Information
Commissioner Richard Thomas has refused to investigate claims that
Whitehall has shredded masses of files to avoid opening them up to
journalists under the Freedom of Information Act.
He said there
is no evidence that files have been deliberately destroyed and he will
only consider an investigation if evidence can be produced.
His
stance has dismayed the Tories, who allege that departments took
advantage of the five-year gap between the passing of the act in 2000
and this year, when it fully came into force, to destroy files.
Tory
shadow cabinet office minister Julian Lewis has accused the Information
Commissioner of putting the “cart before the horse in a wholly
unacceptable way”.
“You seem to want the case to be proven that
an abuse has occurred before you are willing to investigate whether an
abuse has occurred,” he accused Thomas in a letter.
The Tories
called on Thomas to intervene when they claimed in December that they
had discovered a “mass shredding of government files”.
In his
reply Thomas said: “Cabinet Office guidance does make clear the
importance of retaining a department’s ‘corporate record’ and spells
out that all emails are subject to departmental records management
policies and procedures.
It states clearly that an email which
contributes to full understanding of a decision, results in action
being taken or forms a significant part of the ‘story’, must be kept.
“I
do not have criticism to make of this guidance, but I would be most
concerned if it were interpreted by anyone as authorising the
destruction of material in order to prevent disclosure under the new
legislation.
“No one has so far produced any evidence that files
are being deliberately destroyed to prevent disclosure under the
Freedom of Information Act.
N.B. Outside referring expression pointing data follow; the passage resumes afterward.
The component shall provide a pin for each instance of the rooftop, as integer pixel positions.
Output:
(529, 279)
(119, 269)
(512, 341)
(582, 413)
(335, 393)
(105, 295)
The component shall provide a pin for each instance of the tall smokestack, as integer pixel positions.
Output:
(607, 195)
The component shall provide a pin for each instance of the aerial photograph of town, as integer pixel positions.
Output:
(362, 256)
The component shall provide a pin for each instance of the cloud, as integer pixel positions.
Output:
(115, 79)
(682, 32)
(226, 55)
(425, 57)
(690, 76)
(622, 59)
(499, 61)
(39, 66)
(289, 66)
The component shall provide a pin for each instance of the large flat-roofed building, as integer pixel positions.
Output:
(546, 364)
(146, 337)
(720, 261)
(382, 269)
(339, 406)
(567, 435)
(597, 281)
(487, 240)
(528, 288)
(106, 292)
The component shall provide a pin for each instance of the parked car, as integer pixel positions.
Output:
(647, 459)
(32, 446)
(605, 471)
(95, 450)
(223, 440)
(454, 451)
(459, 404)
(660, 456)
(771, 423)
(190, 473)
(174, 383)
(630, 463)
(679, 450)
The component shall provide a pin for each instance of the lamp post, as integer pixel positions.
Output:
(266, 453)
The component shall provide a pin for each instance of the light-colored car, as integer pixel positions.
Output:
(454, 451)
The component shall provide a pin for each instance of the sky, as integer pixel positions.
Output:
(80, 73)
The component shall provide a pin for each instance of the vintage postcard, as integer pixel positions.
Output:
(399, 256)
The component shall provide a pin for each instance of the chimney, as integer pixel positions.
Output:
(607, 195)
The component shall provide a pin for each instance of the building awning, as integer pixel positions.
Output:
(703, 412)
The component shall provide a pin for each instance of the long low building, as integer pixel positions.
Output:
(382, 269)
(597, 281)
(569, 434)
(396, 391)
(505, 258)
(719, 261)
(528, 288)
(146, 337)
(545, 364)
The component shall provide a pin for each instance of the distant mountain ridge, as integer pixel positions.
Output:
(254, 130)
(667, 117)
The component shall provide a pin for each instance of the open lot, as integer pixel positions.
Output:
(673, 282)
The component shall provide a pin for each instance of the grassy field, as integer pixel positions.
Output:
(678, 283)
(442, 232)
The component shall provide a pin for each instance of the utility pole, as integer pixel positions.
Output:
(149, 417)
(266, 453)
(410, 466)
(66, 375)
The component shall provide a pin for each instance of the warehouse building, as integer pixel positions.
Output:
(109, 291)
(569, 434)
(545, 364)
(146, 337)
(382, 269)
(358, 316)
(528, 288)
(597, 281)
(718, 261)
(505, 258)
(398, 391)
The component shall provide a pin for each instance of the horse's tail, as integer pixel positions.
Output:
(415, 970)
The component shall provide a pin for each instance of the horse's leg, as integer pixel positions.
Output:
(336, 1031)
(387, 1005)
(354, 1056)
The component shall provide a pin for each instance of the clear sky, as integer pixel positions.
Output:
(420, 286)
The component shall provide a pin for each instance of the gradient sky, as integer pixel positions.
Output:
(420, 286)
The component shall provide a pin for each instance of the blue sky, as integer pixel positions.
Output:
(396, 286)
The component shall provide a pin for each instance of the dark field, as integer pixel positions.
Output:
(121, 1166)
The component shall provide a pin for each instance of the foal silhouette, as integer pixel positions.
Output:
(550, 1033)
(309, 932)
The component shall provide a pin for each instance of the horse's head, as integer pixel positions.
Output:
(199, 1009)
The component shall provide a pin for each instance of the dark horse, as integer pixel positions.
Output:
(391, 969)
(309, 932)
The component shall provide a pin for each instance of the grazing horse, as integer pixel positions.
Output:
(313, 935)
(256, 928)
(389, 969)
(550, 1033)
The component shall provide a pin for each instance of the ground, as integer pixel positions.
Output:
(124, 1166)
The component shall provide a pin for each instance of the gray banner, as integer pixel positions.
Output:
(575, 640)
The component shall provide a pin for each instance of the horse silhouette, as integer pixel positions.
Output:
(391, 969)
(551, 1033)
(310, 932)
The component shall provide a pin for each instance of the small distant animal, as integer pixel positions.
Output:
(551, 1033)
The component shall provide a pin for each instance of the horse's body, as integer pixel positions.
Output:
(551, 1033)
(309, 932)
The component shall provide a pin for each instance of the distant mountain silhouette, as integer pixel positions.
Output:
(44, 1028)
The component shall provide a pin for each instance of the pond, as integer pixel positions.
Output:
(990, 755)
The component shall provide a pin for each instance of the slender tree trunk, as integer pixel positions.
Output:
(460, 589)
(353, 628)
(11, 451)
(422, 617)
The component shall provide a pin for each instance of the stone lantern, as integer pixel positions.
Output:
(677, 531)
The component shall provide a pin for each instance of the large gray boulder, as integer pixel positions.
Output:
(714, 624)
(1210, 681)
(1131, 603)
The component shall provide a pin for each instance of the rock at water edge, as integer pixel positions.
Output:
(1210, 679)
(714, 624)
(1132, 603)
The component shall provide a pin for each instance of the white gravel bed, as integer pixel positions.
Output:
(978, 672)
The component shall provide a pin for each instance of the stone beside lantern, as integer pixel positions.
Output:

My office will consider any such evidence
and decide whether to investigate the matter. Where a valid request has
been made it will be a criminal offence to destroy a disclosable record
with the intention of preventing disclosure.”
Lewis has written
back insisting: “My inquiries have elicited the fact that, in several
important departments, there has been a massive increase in the volume
of files destroyed during the period from 2000 when the Freedom of
Information Act was passed, to 2005 when it came fully into force.”
He
told Thomas that should be enough to trigger an investigation and
claimed: “The Government’s blatant and wholesale destruction of records
did not occur after a ‘valid request’ had been made. If a government is
bent on such behaviour, it will shred the evidence wholesale in advance
of any request being made. It is easy enough to anticipate requests and
pre-emptively destroy sensitive material.”